Also the frame buffer fb0 will not work well, because the driver 'altfb.c' is not implemented for Linux with MMU version. So I put some codes for altfb_mmap(), like 

/* We implement our own mmap to set MAY_SHARE and add the correct size */ static int altfb_mmap(struct fb_info *info, struct vm_area_struct *vma) { unsigned long phys_addr, phys_size; unsigned long addr; unsigned long size = vma->vm_end - vma->vm_start; unsigned long offset = vma->vm_pgoff << PAGE_SHIFT; // vma->vm_flags |= VM_MAYSHARE | VM_SHARED; // vma->vm_start = info->screen_base; // vma->vm_end = vma->vm_start + info->fix.smem_len; /* check range */ if (vma->vm_pgoff > (~0UL >> PAGE_SHIFT)) return -EINVAL; if (offset + size > altfb_fix.smem_len) return -EINVAL; vma->vm_flags |= VM_IO | VM_RESERVED; addr = vma->vm_start; phys_addr = altfb_fix.smem_start + offset; if ((offset + size) < altfb_fix.smem_len) phys_size = size; else phys_size = altfb_fix.smem_len - offset; vma->vm_page_prot = __pgprot(_PAGE_PRESENT|_PAGE_READ|_PAGE_WRITE); if (remap_pfn_range(vma, addr, phys_addr >> PAGE_SHIFT, phys_size, vma->vm_page_prot)) return -EAGAIN; return 0; } and rewrite the DMA descripters like 

desc->next = (void *)virt_to_phys((desc + 1)); So now, I can evoke telnetd and control NEEK through ethernet, and use Nano-X on Linux MMU version, but can't enter ftp session, because 'getservbyname()' function will not work well.  

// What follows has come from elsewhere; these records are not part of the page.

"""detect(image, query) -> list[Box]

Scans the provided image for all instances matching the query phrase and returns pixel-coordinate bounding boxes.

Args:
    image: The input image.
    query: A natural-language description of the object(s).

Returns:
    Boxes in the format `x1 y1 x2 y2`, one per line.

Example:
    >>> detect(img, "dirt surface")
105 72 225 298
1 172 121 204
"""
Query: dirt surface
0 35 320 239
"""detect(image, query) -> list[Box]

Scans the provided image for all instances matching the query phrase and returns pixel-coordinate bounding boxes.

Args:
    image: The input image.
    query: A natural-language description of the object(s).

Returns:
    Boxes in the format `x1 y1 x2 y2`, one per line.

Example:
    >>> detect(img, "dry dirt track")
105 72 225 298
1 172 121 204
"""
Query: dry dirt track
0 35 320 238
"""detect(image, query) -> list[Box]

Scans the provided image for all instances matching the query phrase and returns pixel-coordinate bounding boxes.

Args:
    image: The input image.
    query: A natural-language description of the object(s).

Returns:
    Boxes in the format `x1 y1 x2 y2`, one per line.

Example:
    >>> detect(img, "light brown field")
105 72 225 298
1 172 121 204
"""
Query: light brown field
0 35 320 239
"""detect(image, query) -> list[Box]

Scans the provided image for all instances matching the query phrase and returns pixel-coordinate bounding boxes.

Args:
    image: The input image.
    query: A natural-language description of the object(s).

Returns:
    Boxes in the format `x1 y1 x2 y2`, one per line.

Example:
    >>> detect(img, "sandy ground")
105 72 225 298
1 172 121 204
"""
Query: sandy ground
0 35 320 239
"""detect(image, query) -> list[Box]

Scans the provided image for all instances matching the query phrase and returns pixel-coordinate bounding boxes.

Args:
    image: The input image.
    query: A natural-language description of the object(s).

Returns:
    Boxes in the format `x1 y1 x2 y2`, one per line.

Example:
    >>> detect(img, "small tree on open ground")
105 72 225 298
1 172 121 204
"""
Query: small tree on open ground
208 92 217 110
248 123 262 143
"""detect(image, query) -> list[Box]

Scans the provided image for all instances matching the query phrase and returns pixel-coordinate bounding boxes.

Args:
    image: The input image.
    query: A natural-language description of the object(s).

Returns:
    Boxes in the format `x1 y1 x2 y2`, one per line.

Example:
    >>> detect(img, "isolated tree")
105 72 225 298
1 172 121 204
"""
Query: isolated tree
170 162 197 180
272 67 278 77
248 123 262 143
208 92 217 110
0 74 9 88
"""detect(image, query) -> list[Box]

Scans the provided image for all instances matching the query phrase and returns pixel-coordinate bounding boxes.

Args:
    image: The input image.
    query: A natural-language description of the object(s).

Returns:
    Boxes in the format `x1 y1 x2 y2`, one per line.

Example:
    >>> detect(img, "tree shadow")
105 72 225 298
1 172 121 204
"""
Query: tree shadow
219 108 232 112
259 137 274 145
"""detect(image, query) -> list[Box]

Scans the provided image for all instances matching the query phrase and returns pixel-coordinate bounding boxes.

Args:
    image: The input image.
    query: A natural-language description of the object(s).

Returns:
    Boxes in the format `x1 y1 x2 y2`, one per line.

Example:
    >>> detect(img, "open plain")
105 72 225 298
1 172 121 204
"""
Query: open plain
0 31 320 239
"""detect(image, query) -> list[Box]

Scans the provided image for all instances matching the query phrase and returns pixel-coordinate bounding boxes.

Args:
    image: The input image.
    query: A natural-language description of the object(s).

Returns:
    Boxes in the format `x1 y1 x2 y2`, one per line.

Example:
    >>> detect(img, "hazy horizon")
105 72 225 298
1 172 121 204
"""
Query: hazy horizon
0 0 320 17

I don't know the directory that the souce of 'getservbyname()' is included. Would anyone please tell me where is it? 

 

Thank you, in advance.
0 Kudos
95 Replies
Altera_Forum
Honored Contributor II
719 Views

Hi, 

 

Thank you, Michael. 

 

 

--- Quote Start ---  

I asked Frak Storm our dealer's Altera FPGA. He said that the Areferens design of Altera's do have 2*32K Cache and Altera recommends not not change the cache configuration. So the 4K limit does not seem to exist. Nonetheless I asked him to doublecheck the NIOS MMU/Cache "hardware" regarding this issue. 

 

--- Quote End ---  

 

 

The easiest way to check it is to have caches more than 4KB and run Linux with MMU version on it. But I'm sorry, I don't have enough time to do it. 

 

Kazu
0 Kudos
Altera_Forum
Honored Contributor II
719 Views

Hi, 

 

Now, I'm trying to implement the relocating codes to the Nios's dynamic linker. At first, I must make the 'static' linker ' nios2-wrs-linux-gnu-ld' or 'ld' put relocating information. So I added some codes for two functions 'nios2_elf32_relocate_section' and 'nios2_elf32_check_relocs' in the file '/nios2gcc4/src/binutils-2.17.50/bfd/elf32-nios2.c'. About the details, please refer the attached file. 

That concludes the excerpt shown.